How does Sawmill compute session information, like total sessions, repeat visitors, paths through the site, entry pages, exit pages, time spent per page, etc.?

Short Answer

Sawmill uses the visitor id field to identify unique visitors. It decides that a new session has begun if a visitor has been idle for 30 minutes.

Long Answer

Sawmill computes session information by tracking the page, date/time, and visitor id (which is usually the originating hostname) for each page view in the log data. When a session view is requested, it processes all of these page views at the time of the request, ignoring those that are filtered out by filters on the page or date/time fields. All other hits are included-- filters on other fields are ignored in session information.
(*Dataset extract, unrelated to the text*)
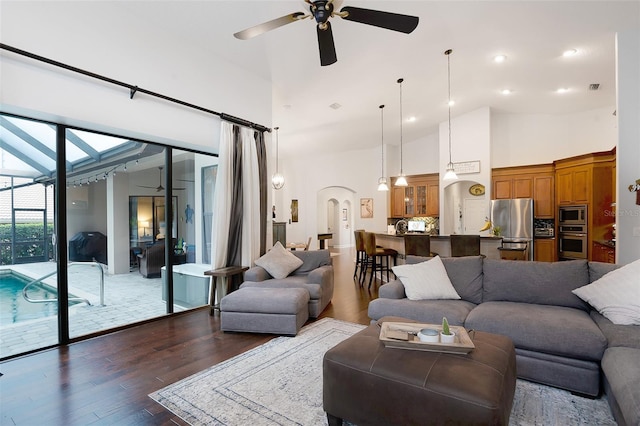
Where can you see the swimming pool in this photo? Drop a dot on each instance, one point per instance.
(14, 308)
Sawmill groups the hits into initial sessions based on the visitor id-- it start by assuming that each visitor contributed one session. It sorts the hits by date so it has a click-by-click record of the movement of each visitor.

Then it splits the sessions, using the customizable session timeout interval (30 minutes by default). Since there is no real "log out" operation in HTTP, there is no way for Sawmill to know the real time that a user leaves the site; it can only guess by assuming that if they didn't click anything for 30 minutes, they must have left and come back. The split step, then, increases the number of sessions, resulting in possibly more than one session per visitor.

Finally, Sawmill discards sessions based on the Session Filters (which you can set in the Session Filters bar at the top of the statistics). The session filters can be set to discard all sessions except those from a particular visitor, or they can be set to discard all sessions except those which go through a particular page.

After that, Sawmill is ready to generate the statistics reports. The "Sessions Overview" report is generated by examining the sessions in various ways (for instance, the repeat visitors number is the number of visitors which have more than one session; i.e. those whose sessions were "split" by the timeout interval). The "enty pages" and "exit pages" report is generated by tabulating the first and last pages of every session. The "session pages" report is generated by finding every occurrence of each page in any session, computing how long it was from then until the next page in that session (exit pages are considered to have zero time spent per page), and tabulating the results for all pages to compute time per page and other statistics. The "paths (clickstreams)" report shows all the sessions in a single expandable view.